BASE transforms what is matched by the field- or tag-prefixed operand into its base form.

With the exception of the KEYWORD attribute, for which the default is the TEXT transformation, and PATTERN, which always returns what is matched by the regular expression, the base form transformation is the default behavior.

The syntax for extraction rules is:

SCOPE scopeOption
{
    IDENTIFY(templateName)
    {
        @field[attribute]|[BASE]
    }
}

The syntax for tagging rules is:

SCOPE scopeOption
{
    TAGGER(tagLevel)
    {
        @tag[attribute]|[BASE]
    }
}

The concept of base form changes depending on the value matched by the sub-condition being contained in the Knowledge Graph or not.
If contained in the Knowledge Graph, the base form will be the singular form for nouns (e.g., children will be transformed into child), the bare infinitive for verbs (for example went, goes and going will be transformed into go), the positive form for adverbs and adjectives (for example easier will be transformed into easy) and the most significant form for proper nouns.
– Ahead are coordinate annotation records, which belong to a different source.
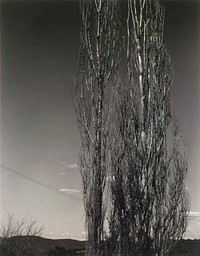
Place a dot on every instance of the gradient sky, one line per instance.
(39, 135)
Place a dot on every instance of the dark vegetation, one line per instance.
(68, 247)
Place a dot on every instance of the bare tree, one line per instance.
(98, 60)
(149, 202)
(16, 237)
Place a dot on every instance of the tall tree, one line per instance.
(149, 201)
(97, 63)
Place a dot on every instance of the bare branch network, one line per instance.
(132, 168)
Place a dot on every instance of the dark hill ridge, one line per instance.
(75, 247)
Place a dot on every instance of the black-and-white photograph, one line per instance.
(100, 128)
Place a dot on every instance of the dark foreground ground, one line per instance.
(68, 247)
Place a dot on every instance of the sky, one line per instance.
(39, 135)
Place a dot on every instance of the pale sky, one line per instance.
(39, 135)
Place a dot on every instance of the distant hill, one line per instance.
(76, 248)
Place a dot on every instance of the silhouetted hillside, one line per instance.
(76, 248)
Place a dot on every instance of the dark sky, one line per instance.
(39, 136)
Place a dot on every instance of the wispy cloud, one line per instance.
(70, 166)
(69, 190)
(67, 234)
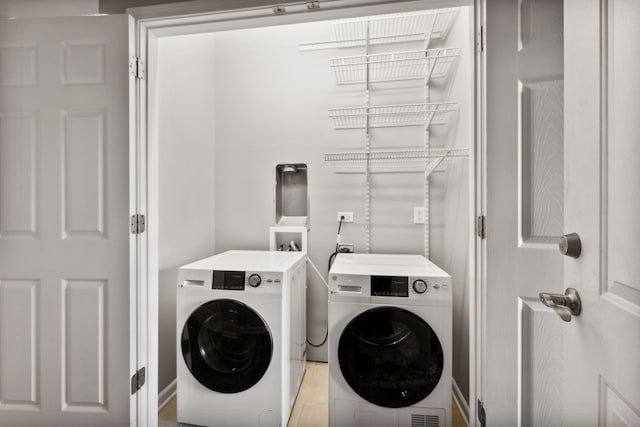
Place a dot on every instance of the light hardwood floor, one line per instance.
(311, 407)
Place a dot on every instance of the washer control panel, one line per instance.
(244, 280)
(400, 287)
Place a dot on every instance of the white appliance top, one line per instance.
(385, 265)
(248, 260)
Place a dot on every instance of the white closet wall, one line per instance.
(270, 106)
(186, 178)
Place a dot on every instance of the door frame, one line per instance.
(146, 26)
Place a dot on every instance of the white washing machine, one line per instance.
(241, 338)
(389, 342)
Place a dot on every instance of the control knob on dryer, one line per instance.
(420, 286)
(254, 280)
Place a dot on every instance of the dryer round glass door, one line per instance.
(390, 357)
(226, 345)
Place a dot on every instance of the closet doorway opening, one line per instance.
(387, 129)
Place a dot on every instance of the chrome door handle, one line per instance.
(566, 305)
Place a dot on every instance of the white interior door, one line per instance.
(601, 346)
(524, 204)
(64, 263)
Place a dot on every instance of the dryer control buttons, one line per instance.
(254, 280)
(420, 286)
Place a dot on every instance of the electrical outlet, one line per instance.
(418, 215)
(348, 216)
(345, 248)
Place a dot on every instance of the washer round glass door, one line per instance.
(226, 345)
(390, 357)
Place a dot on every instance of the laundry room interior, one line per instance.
(267, 127)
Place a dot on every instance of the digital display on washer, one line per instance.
(389, 286)
(228, 280)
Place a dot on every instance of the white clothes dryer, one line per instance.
(241, 338)
(389, 342)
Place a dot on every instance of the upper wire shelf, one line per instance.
(392, 161)
(390, 28)
(392, 115)
(384, 67)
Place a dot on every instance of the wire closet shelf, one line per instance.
(390, 28)
(419, 64)
(435, 113)
(392, 161)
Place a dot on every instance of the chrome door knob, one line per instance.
(570, 245)
(566, 305)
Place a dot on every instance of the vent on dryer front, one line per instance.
(420, 420)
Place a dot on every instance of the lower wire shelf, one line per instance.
(392, 161)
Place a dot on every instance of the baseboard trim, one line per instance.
(460, 401)
(166, 395)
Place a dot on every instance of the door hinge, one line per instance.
(482, 416)
(480, 40)
(137, 224)
(481, 226)
(138, 379)
(137, 68)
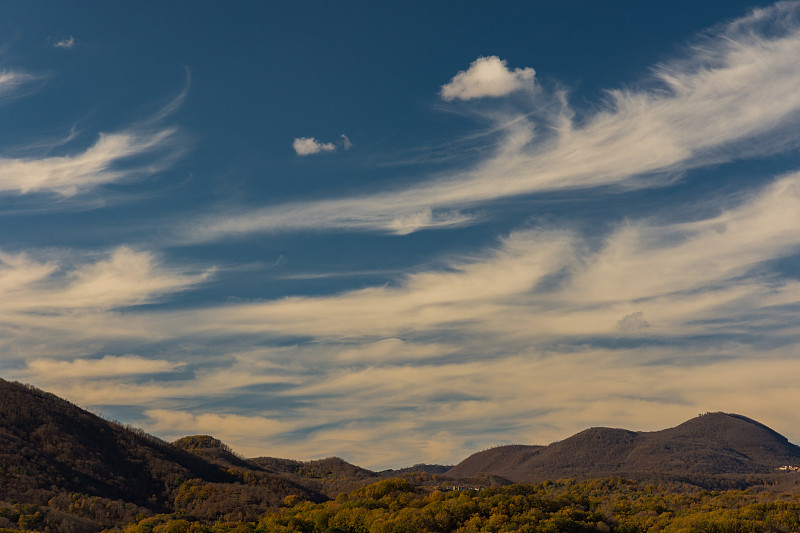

Consider the following example:

SCOPE SENTENCE
{
    IDENTIFY(TEST)
    {
        @FIELD1[TYPE(NOU, VER)]|[BASE]
    }
}

The purpose of this rule is to extract nouns and verbs (TYPE (NOU, VER)) and to transform these values into their base form.

If the rule above is run against the following sentence:

Emergency teams battled more than 130 fires across New South Wales.

the following transformations will take place:

Token text Type Final field value
emergency teams Noun emergency team
battled Verb battle
fires Noun fire

Transformation of unknown tokens

If the matched token is not contained in the Knowledge Graph, a further distinction will be applied based on whether or not a virtual supernomen has been assigned to the token.

In the first scenario, the base form returned depends on the type of entity and the text content.
Consider this rule:

SCOPE SENTENCE
{
    IDENTIFY(PERSON)
    {
        @Person[TYPE(NPH)]|[BASE]
    }
}

It is meant to extract people's names and return their base form.
Now consider this text:

To stand your ground in the face of relentless criticism from a double Nobel prize-winning scientist takes a lot of guts. For engineer and materials scientist Dan Shechtman, however, years of self-belief in the face of the eminent Linus Pauling's criticisms led him to the ultimate accolade: his own Nobel prize.
Shechtman was the sole winner of the Nobel prize for chemistry in 2011, for his discovery of seemingly impossible crystal structures in metal alloys.

Two elements, Dan Shechtman and Linus Pauling, are not contained in the Knowledge Graph, it can be said that they are "unknown".
They are both disambiguated as people's names so the corresponding output tokens have their meaning set to syncon ID 78452 (person). This is matched by operand TYPE(NPH) so the condition is met, the rule is triggered and the field @Person is extracted.
The first entity appears in two different forms, Dan Shechtman and Shechtman. Given the context in which they appear, the disambiguator deduces that they refer to the same entity and chooses Dan Shechtman as the most significant form for both tokens. This representation is used as the base form and returned as the outcome of the transformation.

If the same rule is applied to this text:

Shechtman was born in Tel Aviv in 1941 and received his PhD from Technion, the Israel Institute of Technology in Haifa, in 1972.

Shechtman again will be recognized as a person's name, but unlike the first sample sentence, only one form is contained in the text and no "more significant" form exists. The base form is then Shechtman, which is identical to the matched text.

For the same reason, in a scenario where the extracted value is not contained in the Knowledge Graph and is not assigned a virtual supernomen, the same (the matched text) would be returned by the TEXT transformation.